Strain custard mixture through a fine mesh strainer into another bowl if desired. Ladle the mixture equally into ramekins.

Transfer baking sheet of ramekins to oven. Pour enough boiling water into the baking sheet to come about halfway up the sides of the ramekins. Bake for 30 - 35 minutes or until custard is set around the edges, but still just slightly soft and jiggly in the center. It is important that the custard does not brown.

Carefully transfer ramekins to a cooling rack. (Tongs in one hand and an oven mitt in the other works great for this step.) Once cooled, cover ramekins with plastic wrap and allow to chill in refrigerator for, at least, three hours. (Overnight is best, however.) Ramekins of custard can be stored in the refrigerator for up to 2 - 3 days if necessary.
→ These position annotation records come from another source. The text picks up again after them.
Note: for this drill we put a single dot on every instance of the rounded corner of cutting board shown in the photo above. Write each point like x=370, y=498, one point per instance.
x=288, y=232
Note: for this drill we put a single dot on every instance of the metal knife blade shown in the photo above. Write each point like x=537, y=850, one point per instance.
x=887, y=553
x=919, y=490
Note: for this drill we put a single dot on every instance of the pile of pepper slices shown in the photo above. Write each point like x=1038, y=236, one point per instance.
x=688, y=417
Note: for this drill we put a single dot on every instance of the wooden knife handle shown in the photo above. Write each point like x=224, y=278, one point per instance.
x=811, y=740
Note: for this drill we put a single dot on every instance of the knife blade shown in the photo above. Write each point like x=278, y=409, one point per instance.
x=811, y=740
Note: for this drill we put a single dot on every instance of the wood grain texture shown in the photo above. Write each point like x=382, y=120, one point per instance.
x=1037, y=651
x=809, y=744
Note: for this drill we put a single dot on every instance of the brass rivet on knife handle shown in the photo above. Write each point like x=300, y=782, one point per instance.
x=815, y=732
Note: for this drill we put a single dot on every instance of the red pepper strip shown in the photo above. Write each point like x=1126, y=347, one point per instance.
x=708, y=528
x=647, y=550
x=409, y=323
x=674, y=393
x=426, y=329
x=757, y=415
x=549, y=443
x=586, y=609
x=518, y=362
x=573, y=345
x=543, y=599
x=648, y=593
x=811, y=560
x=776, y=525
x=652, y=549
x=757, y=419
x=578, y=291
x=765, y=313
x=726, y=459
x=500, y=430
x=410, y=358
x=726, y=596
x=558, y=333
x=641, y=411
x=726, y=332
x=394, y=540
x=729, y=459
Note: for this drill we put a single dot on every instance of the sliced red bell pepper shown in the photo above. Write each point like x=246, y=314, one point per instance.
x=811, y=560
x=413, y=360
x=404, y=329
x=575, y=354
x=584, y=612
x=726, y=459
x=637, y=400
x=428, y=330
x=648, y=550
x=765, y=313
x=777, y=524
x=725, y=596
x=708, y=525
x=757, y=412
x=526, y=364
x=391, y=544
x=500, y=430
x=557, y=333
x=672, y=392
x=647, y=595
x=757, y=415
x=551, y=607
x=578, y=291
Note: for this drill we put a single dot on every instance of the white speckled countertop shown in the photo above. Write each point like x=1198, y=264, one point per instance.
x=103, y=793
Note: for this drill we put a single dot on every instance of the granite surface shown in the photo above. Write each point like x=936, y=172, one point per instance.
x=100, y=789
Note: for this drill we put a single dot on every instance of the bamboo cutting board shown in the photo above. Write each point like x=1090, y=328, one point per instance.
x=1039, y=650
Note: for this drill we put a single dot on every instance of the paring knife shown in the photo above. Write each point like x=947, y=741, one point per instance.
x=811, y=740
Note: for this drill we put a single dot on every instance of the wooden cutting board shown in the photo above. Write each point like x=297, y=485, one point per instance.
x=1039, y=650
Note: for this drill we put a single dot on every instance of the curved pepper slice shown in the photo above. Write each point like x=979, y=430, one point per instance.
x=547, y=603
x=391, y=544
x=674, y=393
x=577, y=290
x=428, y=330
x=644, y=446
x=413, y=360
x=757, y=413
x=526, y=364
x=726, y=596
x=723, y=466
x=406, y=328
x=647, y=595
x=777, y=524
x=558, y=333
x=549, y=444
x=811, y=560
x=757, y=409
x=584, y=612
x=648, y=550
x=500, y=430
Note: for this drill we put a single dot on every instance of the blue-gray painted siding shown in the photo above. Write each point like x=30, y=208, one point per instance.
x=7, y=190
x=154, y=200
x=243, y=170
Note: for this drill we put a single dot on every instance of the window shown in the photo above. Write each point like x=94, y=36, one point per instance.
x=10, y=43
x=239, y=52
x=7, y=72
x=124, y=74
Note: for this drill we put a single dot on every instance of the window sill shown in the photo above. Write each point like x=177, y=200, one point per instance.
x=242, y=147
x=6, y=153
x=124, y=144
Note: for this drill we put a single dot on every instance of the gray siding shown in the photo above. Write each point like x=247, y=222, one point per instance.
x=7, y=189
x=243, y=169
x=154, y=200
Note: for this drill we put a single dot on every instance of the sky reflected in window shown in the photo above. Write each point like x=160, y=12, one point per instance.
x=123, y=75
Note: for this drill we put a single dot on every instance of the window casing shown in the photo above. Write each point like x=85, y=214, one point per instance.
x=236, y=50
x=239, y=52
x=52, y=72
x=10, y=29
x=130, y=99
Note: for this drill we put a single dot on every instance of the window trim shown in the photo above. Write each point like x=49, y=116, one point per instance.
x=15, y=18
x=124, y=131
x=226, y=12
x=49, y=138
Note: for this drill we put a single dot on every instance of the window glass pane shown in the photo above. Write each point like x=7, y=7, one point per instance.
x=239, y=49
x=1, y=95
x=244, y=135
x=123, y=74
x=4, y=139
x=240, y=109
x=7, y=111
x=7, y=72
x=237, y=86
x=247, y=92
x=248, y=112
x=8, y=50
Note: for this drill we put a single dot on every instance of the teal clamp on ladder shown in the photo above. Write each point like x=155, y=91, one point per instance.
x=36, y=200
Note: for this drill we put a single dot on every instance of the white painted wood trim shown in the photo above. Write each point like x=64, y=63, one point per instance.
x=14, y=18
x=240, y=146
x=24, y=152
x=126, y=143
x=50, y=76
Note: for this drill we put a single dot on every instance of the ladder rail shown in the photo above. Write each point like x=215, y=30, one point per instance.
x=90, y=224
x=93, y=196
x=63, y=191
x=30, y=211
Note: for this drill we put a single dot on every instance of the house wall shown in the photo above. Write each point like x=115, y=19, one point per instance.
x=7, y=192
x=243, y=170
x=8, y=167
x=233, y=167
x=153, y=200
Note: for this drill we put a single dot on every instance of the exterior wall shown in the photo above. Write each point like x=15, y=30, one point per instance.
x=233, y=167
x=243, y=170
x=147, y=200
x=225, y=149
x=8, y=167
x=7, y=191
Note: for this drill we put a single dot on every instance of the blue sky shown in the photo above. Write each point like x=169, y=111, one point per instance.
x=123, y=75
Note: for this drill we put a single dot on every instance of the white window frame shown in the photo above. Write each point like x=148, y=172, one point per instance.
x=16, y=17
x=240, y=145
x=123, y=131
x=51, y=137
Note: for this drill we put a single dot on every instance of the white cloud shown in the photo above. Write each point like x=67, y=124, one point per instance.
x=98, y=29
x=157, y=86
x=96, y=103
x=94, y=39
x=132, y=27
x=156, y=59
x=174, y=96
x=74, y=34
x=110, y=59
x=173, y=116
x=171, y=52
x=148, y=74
When ready to serve, sprinkle on a thin layer of sugar and caramelize using a kitchen blow torch. The sugar will become bubbly and will crackle with a spoon once cooled.

Serve immediately.

NOTE: If you do not have a kitchen torch, place ramekins of cold custard into an oven set to "broil." Broil about 1 - 2 minutes - while turning and watching very closely - just until the sugar begins to brown.

 You can check out my basic Vanilla Bean Crème Brûlée recipe HERE.


  1. I would really like to make this, however I need to buy some ramekins first. What size do you suggest I buy?

    1. You can pick up pretty much whatever size you prefer. I have a variety of sizes that I use ... depending on how many people I need to serve and/or how big I want the serving size to be. For smaller serving sizes and to yield more servings out of your batch, you can use something like a four-ounce ramekin. On the flip side, I have some that are like, 8 - 10 ounce sizes. Honestly, if I'm just making a batch for the members of my household, then I use some smaller ones and a few larger ones so that the kids would have a good size for them and the adults would have a larger size. I've picked up different sizes of white ramekins through the years at different stores and thrift shops, so none of mine are all the same.

  2. The recipe does not say when to add the salt.